1. My Background

My maiden name is Tabai.  Almost everyone I meet for the first time says that my family name, Tabai, sounds rare.  This happened because when the Meiji era started, the government required common people to have new family names.  The decree was issued in 1875.  At that time, my grandfather and his family lived in a village, Nakajima-mura, Kabe-minami (present Asakita-ku, Hiroshima) and were growing tobacco.  When thinking of their family name, they chose two kanji characters—taba 煙from the characters for “tobacco 煙草” and i 井for “well,” because they had a good family well. 

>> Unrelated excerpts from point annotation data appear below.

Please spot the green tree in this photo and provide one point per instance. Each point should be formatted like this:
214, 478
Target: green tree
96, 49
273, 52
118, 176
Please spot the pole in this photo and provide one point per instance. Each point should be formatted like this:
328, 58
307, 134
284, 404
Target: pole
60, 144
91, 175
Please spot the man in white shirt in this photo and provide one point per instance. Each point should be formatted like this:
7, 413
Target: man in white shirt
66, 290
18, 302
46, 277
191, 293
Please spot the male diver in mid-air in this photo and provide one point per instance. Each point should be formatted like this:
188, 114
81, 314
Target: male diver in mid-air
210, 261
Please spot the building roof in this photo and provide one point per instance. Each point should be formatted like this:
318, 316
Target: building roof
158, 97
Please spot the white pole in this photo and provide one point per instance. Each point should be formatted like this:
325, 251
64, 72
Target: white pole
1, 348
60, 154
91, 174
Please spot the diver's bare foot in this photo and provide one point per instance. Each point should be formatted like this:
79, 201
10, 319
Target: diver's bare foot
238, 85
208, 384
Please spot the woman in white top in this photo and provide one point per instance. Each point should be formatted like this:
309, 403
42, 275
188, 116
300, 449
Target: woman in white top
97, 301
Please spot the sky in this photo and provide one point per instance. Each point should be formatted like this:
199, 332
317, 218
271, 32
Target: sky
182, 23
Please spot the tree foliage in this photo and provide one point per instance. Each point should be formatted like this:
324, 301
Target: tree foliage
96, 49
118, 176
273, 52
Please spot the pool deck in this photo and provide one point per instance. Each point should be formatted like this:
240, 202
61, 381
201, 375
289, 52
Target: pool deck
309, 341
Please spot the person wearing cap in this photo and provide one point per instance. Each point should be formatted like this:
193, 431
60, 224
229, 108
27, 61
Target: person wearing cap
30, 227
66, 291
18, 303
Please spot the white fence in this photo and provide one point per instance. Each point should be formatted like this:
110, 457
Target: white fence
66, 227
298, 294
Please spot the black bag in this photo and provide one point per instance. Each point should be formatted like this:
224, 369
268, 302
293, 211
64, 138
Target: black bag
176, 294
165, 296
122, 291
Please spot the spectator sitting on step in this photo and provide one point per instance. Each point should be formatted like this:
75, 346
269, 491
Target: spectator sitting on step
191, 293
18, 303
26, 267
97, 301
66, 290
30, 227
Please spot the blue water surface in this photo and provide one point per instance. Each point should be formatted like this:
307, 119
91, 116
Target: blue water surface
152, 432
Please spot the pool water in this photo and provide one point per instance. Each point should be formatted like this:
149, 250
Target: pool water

The village was very poor.  The land for planting was small, and its soil was poor, so only tobacco could grow there.  So, around 1902, my grandparents and some other villagers decided to leave their hometown behind for Hawaii as indentured emigrants.  My grandparents were newly married then.  They had my father, Yoshio, in Hawaii and didn’t return until he was old enough to enter elementary school in Japan.  With the money they had accumulated in Hawaii, they could build a house and settled down in Minami-machi (present Minami-machi, Hiroshima) instead of returning to Nakajima-mura.  Yoshio grew up in that house. 

My grandparents in Hawaii, 1901

He lived with his parents after his marrying Mitsu, my mother.  My grandmother had worked as a housemaid for an American family in Hawaii, so she was modern and fashionable for an old Japanese woman at that time, making pancakes or drinking coffee.

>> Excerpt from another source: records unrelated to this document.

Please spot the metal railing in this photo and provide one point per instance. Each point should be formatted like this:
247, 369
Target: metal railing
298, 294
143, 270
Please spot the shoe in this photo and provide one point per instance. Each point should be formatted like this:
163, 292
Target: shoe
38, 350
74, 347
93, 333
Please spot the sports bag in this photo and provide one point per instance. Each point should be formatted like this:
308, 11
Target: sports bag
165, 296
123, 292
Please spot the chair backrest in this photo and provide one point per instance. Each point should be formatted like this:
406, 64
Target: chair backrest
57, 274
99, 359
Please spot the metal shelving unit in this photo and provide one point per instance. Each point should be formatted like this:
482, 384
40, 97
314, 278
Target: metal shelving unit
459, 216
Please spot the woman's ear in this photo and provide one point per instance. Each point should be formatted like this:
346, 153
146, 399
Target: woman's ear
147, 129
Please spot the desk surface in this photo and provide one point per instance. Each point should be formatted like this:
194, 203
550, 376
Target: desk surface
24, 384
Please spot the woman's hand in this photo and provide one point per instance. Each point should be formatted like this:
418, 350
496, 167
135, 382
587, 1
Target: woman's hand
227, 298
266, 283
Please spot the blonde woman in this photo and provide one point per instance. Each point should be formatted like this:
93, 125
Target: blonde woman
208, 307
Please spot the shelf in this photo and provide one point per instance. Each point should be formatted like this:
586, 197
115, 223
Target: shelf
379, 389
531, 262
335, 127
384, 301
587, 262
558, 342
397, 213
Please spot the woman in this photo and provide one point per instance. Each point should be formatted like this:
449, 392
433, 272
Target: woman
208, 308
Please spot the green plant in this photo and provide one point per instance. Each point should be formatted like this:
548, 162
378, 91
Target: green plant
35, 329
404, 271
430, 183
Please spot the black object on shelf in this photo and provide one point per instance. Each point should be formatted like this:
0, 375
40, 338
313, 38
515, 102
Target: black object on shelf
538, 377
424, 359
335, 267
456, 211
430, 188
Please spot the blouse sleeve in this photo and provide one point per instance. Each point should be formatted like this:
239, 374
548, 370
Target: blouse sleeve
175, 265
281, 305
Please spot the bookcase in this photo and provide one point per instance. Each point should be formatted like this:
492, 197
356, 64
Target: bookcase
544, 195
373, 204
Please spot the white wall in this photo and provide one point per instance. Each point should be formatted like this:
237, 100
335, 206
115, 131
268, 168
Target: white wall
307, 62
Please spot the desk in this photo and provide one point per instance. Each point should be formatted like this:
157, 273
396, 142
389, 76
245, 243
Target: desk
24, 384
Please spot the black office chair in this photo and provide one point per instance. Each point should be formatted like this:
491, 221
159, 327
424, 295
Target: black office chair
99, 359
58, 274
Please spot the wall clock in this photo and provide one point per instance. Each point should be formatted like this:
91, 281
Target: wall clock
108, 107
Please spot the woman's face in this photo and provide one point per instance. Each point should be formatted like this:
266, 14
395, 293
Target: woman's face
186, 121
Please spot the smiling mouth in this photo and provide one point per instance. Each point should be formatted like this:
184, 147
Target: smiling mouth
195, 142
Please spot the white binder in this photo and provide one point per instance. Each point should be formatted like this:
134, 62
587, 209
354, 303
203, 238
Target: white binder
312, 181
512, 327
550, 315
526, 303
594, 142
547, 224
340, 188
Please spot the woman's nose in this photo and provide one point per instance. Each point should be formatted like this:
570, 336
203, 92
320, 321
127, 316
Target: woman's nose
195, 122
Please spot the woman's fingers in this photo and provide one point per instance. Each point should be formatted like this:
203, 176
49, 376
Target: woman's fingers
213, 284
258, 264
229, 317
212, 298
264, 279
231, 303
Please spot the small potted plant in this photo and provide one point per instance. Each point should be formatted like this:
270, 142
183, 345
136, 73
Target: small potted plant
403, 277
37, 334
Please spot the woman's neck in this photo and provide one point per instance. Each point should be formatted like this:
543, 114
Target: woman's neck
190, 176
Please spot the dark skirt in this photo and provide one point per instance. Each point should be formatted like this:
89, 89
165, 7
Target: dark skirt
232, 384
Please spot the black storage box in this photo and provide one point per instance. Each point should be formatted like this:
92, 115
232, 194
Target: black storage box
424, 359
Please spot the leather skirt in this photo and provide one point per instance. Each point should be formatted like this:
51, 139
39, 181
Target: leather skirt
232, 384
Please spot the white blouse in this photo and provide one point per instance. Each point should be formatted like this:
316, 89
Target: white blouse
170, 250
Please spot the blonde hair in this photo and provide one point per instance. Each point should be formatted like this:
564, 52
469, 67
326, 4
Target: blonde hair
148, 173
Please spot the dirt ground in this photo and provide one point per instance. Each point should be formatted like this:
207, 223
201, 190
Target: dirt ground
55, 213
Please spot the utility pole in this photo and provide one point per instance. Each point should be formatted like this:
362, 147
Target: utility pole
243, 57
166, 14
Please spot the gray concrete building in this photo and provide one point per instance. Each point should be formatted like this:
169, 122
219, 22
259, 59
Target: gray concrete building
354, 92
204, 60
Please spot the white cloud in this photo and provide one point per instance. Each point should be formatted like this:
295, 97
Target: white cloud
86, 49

I was born in that house in November, 1929 as their first child.  I had three sisters. Teruko was two years younger than me, and the twins, Junko and Yoko, were eight years younger.  My father was a naval architect in the Ujina Shipyard, which built war ships for the army.  He later became manager of the shipyard.  My mother graduated from Yamanaka Girls’ Middle School.  After she married my father, she worked in the accounting section of the Army Clothing Depot, which was near their house and had a childcare facility attached.  The clothing depot was one of three army depots, which made and stored army uniforms, underwear and shoes for soldiers.  The other two army depots were the Army Provisions Depot, which stored and supplied food for soldiers and fodder for war horses, and the Army Ordnance Depot. 

Thanks to my father working for the shipyard, I had opportunities to see ship launching ceremonies.  Every ceremony was very lively, with the breaking of a big hanging ornamental ball in half and smashing open a ceremonial sake barrel.  When many soldiers left the port in flatbottom boats to board a warship waiting off the coast, children saw them off, waving small rising-sun flags and cheering, “Banzai! Banzai!”  Not only soldiers but also war horses and war dogs were taken on board.  Dogs were lifted together in a cage, and horses were lifted one at a time with a band around their bodies.  I heard them neigh sadly and thought they might know their fate that they were going to certain death.